De frente para o espelho disse para mim mesma “não quero ser mãe”. Foi como se finalmente eu pudesse me liberar de um roteiro de vida que não era para mim. De um lado, uma mulher um pouco aflita por assumir o que ela já sabia há tempos. Do outro, o reflexo da maturidade e da segurança para quem estava muito confortável com o que não queria. Uma só precisava contar para a outra. E quando ouvi minha voz sair sem hesitar, sem tremer ou se engasgar, foi um alívio. Tive vontade de me abraçar e me agradecer por ter tido espaço e tempo para decidir. E não ter sido pressionada por ninguém, nem por meus pais.
Talvez por isso, só recentemente, ao ler uma reportagem sobre o luto silencioso daqueles que não se tornaram avós, pensei neles. E me consumi em culpa, não pela decisão de não ter filhos, mas por nunca ter perguntado se eles gostariam de viver essa experiência. Além de mim, meus dois irmãos também foram pelo mesmo caminho, apenas por coincidência e circunstâncias da vida, e não por pacto para ajudar a descarbonização do mundo.
Eu não me lembro de uma única vez que meus progenitores tenham feito qualquer cobrança. Do meu pai, carrego um conselho valioso: “não dependa de ninguém, nem emocionalmente nem financeiramente”. Isso me salvou de pensar em maternidade com sujeitos que só valiam o orgasmo. De minha mãe, tenho o exemplo da mulher independente e livre que ela me inspirou a ser. Portanto, senti que pudesse ter sido egoísta em não pensar neles, ainda que essa cobrança tenha surgido de uma culpa inédita até então.
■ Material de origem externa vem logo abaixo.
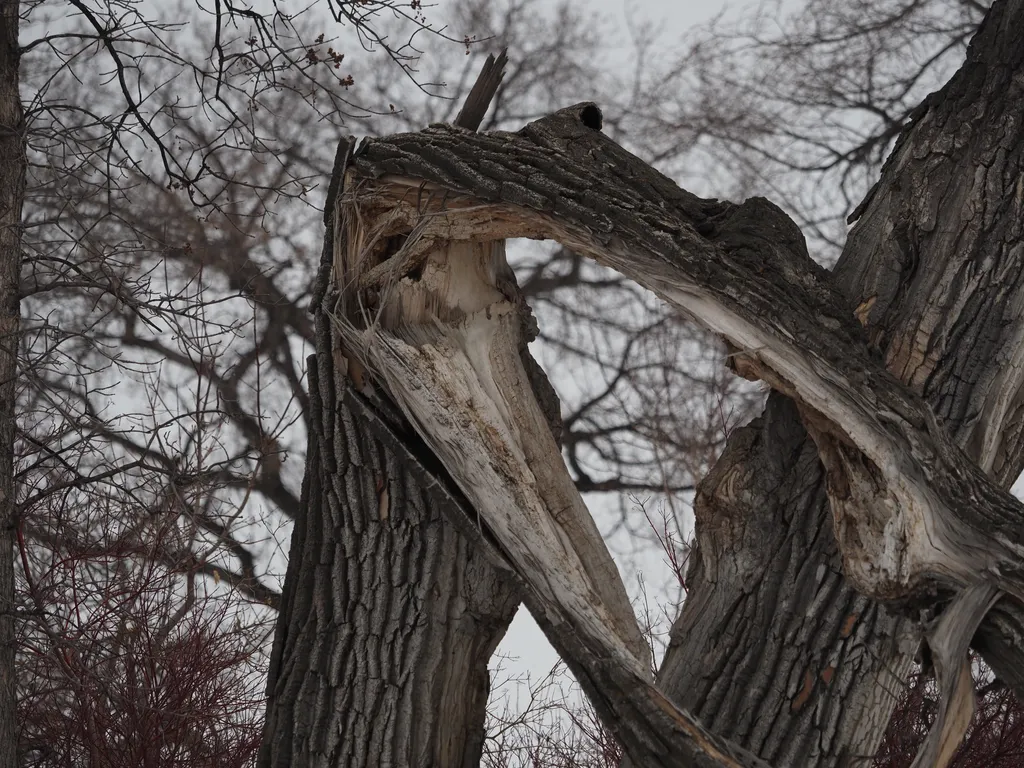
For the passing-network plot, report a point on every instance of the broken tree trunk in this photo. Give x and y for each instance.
(389, 614)
(935, 267)
(914, 519)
As histórias estão sendo reescritas com outros enredos. Casais sem filhos, mulheres solteiras por opção, avós sem netos, famílias com configurações múltiplas. Ainda assim, a pauta da avosidade compulsória é rara e passa pela complexidade de incluir na mesma decisão vidas que nem sempre têm os mesmos planos. A regra é que depois dos filhos, viriam os netos, mas os idosos do século 21 também não são o estereótipo que se espera deles, uma aposentadoria sem muitos propósitos, na qual só lhes restava viver para a família.
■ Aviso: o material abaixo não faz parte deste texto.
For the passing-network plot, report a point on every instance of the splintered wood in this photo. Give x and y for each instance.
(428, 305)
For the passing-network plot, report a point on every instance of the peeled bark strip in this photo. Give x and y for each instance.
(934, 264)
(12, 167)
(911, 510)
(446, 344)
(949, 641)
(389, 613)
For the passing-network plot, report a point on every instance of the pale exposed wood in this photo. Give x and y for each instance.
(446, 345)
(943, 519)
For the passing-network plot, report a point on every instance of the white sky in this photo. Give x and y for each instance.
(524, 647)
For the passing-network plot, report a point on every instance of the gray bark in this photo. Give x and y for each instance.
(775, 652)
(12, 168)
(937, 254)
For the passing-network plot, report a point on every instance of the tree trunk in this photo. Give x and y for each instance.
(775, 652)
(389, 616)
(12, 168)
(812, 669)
Assim como não discuti com os meus pais o impacto afetivo que uma vida sem netos teria para eles, vejo que a maioria das pessoas também não questiona se os seus estão dispostos a assumir o ônus da maternidade ou paternidade de seus filhos, ao menos não em tempo integral. Vemos cada vez mais, principalmente avós viverem uma segunda maternidade, com obrigações, compromissos e horários, quando se comprometem a participar de uma rede de apoio, muito necessária, mas nem sempre desejada.
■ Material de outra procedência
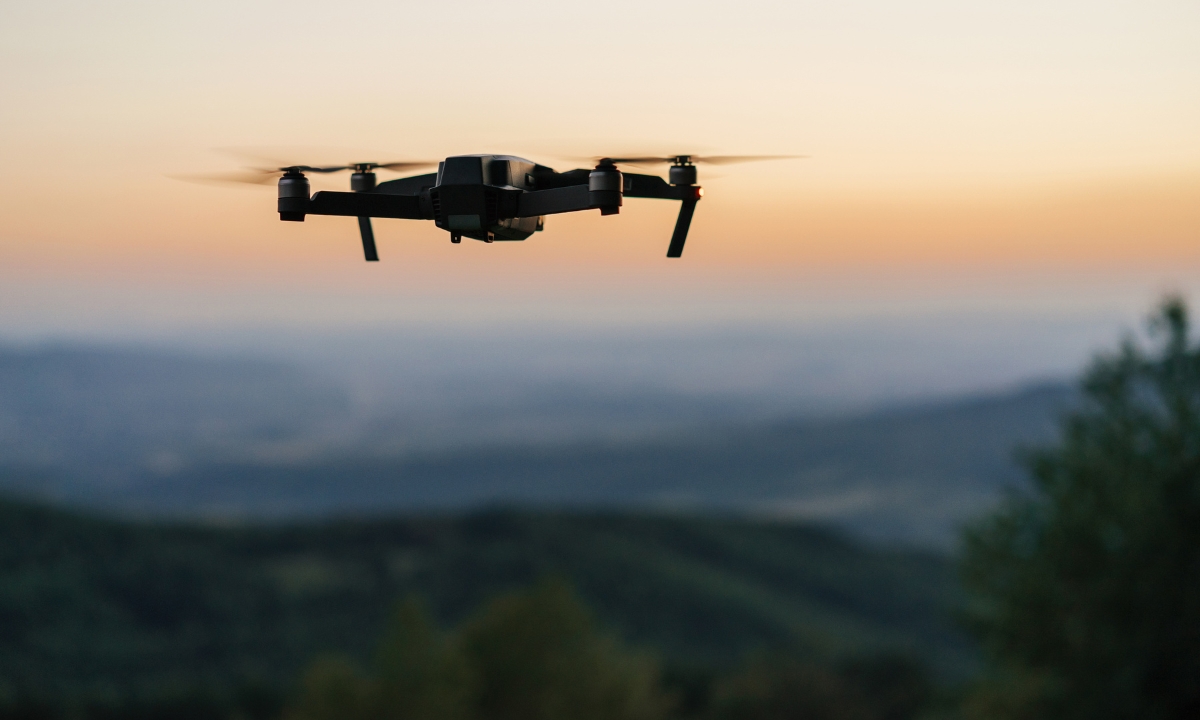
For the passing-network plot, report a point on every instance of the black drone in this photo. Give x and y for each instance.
(491, 197)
Se como família não teremos a experiência de ver crianças correndo pela casa, percebo que nossos laços se estreitaram de outra forma. O tempo que tenho com meus pais é apenas nosso. Eles se tornaram meus grandes amigos, com quem ainda tenho experiências novas, conversas profundas e rotinas que pouco mudaram. Sempre que minha mãe me liga, ouço em sua voz a alegria que me abraça como um casaco quente numa manhã fria e ensolarada de domingo. Quis saber se a falta de netos lhes causava algum vazio. A resposta foi um vídeo dela na Bahia, dançando com suas amigas.